Cumhurbaşkanı Recep Tayyip Erdoğan, Cumhurbaşkanlığı Beştepe Külliyesi'nde verilen Kadınlar Günü dolayısıyla verilen resepsiyonda çok önemli mesajlar verdi. 


Erdoğan geçen hafta polislerle girdiği çatışmada öldürülen iki kadın terörist için geçmişte bazı siyasilerin sahip çıktığını hatırlatarak isim vermeden CHP Genel Başkanı'na çattı.  Erdoğan iki kadın teröristi geçmişte savunan gazetecilere ise 'terörist kılıklı gazeteciler' ifadesini kullandı. 

Erdoğan konuşmasının son bölümünde sözü paralel yapıya getirerek şöyle konuştu: "Paralel çetesi ve onun elebaşısının iğfal ettiği zihinlerini iğfal ettiği çocuklar şimdi Türkiye'nin aleyhinde kullanılıyor"

Erdoğan'ın konuşmasından öne çıkan başlıklar şöyle: 

Bu müstesna günde emeğiyle, canıyla bu toprakları bize vatan kılan Anadolu'nun ve Trakya'nın tüm çilekeş kadınlarını selamlıyorum. Dünyanın dört bir yanında zulüm altında, baskı altında, tehdit altında yaşayan tüm mağdur ve mazlum kadınları selamlıyorum. İsterse ailesinin işleriyle meşgul olsun, isterse çalışarak hayatın farklı alanlarında çalışan her kadın saygıyı hak ediyor. Bu gün aramızda medyaya da yansıyan fedakarlıklarıyla milletin gönlünde yer etmiş olan sayın Sinem Aydemir, Tülay Yazlık, Sevim Günhan, Semin Öztürk, Semim Koçak, Aynur Eken, Fadime Kural, Türkan Harmankaya, Leyla Ildırlı, Gülsüm Kabadayı gibi misafirlerimiz de var. Kendilerine şahsım ve milletim adına asil duruşları, gayretleri ve özverileri için şükranlarımı ifade ediyorum. 

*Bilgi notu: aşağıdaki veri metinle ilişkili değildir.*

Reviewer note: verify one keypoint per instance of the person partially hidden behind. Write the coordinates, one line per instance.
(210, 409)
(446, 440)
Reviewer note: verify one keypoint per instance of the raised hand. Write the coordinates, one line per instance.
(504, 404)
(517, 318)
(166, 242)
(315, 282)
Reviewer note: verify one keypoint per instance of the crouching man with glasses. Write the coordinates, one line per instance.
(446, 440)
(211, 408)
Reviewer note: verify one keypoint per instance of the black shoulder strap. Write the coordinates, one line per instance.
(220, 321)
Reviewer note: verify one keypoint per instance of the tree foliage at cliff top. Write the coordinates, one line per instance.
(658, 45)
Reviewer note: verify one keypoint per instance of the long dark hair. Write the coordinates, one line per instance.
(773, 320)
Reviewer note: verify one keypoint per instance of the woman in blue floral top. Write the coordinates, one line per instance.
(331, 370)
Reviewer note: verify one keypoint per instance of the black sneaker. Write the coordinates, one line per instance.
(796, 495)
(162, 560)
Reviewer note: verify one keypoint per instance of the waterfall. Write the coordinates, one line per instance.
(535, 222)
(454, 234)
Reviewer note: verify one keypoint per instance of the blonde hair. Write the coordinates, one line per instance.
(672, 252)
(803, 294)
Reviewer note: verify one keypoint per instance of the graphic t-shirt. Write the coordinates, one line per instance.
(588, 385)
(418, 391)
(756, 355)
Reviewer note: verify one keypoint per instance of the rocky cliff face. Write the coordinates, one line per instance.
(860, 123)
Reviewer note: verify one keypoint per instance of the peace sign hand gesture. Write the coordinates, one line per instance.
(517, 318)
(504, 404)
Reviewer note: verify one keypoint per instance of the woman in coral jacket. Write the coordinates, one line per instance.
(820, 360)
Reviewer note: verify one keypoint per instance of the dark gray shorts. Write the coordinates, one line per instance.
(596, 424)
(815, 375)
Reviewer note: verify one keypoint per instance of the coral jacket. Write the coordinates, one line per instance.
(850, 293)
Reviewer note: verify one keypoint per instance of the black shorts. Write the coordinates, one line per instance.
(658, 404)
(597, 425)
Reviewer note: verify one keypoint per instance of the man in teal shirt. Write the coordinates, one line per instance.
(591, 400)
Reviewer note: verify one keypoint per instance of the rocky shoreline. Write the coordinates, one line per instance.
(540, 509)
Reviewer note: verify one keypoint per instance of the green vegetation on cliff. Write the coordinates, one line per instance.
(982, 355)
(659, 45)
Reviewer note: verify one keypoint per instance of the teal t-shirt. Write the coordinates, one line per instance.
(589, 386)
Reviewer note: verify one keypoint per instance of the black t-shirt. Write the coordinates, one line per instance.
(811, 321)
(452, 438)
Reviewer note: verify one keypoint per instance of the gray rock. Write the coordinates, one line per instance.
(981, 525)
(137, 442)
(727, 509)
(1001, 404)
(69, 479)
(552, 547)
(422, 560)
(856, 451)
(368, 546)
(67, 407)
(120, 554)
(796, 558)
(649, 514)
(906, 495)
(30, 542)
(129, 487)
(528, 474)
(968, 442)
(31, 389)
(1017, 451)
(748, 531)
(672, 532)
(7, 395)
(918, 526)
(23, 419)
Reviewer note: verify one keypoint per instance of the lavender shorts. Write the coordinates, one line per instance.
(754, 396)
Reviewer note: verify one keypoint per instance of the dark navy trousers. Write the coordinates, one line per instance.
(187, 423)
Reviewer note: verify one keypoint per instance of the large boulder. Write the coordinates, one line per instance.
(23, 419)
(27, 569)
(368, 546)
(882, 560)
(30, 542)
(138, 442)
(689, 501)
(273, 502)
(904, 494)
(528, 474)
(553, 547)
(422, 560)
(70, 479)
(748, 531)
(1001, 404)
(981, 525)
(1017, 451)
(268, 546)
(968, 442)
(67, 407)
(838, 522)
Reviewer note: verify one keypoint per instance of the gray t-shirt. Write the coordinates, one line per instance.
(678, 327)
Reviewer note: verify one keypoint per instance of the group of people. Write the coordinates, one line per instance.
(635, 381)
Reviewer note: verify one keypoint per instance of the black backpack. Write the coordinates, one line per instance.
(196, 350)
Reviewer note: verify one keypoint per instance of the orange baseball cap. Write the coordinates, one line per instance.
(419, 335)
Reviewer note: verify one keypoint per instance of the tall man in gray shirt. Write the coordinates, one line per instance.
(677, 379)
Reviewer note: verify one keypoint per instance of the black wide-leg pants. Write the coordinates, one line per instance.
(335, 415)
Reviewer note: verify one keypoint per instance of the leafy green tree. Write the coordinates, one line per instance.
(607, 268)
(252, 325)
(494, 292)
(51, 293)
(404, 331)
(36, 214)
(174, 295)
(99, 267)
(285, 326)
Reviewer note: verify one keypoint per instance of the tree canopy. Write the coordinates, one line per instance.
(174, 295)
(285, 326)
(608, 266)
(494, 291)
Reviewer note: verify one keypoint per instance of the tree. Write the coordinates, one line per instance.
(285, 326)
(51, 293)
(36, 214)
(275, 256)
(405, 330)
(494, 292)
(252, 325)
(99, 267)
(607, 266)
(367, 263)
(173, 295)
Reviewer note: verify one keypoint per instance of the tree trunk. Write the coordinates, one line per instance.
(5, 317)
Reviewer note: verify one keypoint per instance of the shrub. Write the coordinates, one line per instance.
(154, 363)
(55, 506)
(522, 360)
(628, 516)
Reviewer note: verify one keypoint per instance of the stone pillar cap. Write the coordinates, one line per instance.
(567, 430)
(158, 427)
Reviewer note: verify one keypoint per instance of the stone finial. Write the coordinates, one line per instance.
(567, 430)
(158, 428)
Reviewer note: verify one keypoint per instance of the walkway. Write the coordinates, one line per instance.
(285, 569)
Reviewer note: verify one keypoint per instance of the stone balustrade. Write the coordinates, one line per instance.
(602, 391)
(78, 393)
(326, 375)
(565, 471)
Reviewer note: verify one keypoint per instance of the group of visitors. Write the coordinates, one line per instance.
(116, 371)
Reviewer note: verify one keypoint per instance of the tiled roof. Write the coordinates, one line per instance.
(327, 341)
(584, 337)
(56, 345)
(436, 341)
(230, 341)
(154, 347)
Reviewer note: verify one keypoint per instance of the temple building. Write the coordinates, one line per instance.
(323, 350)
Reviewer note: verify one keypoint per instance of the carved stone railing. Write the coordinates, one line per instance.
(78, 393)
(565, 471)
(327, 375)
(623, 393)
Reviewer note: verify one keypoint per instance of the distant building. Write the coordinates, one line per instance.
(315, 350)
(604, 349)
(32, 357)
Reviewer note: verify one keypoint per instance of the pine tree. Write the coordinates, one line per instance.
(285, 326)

KADINLARIN YER ALMADIĞI BİR ANLAYIŞ ÜLKE İÇİN EKSİKLİKTİR

Geçtiğimiz ay şehit düşen başkomiser Ahmet Çamur'un eşi Gökçen Hanım'ın eşine bir kez daha başsağlığı dileklerimi ifade ediyorum. Kendisi hakim olan Gökçen hanım şehit eşi ünvanıyla bana göre payelerin en yücesine şahit olmuştur. Tüm şehitlerimiz ve gazilerimiz adına Gökçen Hanım'ı saygıyla selamlıyorum. 81 ilden gelen kadınlarımızı, kadın valilerimizi, engellilerimizi, kadın muhtarlarımızı, Suriyeli misafirlerimizi, külliyemizde görev yapan kadın personelimizin temsilcilerini bir kez daha selamlıyorum. 40 yıllık siyasi hayatımda kadınların hayatın tüm alanlarında daha fazla rol üstlenmesi için çaba harcadım. Bana göre kadının yer almadığı siyaset, kadınları dışlayan bir yönetim anlayışı sadece kadınlar değil, bütün toplum için büyük bir eksikliktir. Bir ülkede kadınlar iş ve çalışma hayatında etkin değilse o ülkenin kalkınması, büyümesi, hedeflerini gerçekleştirmesi hayalden ibarettir.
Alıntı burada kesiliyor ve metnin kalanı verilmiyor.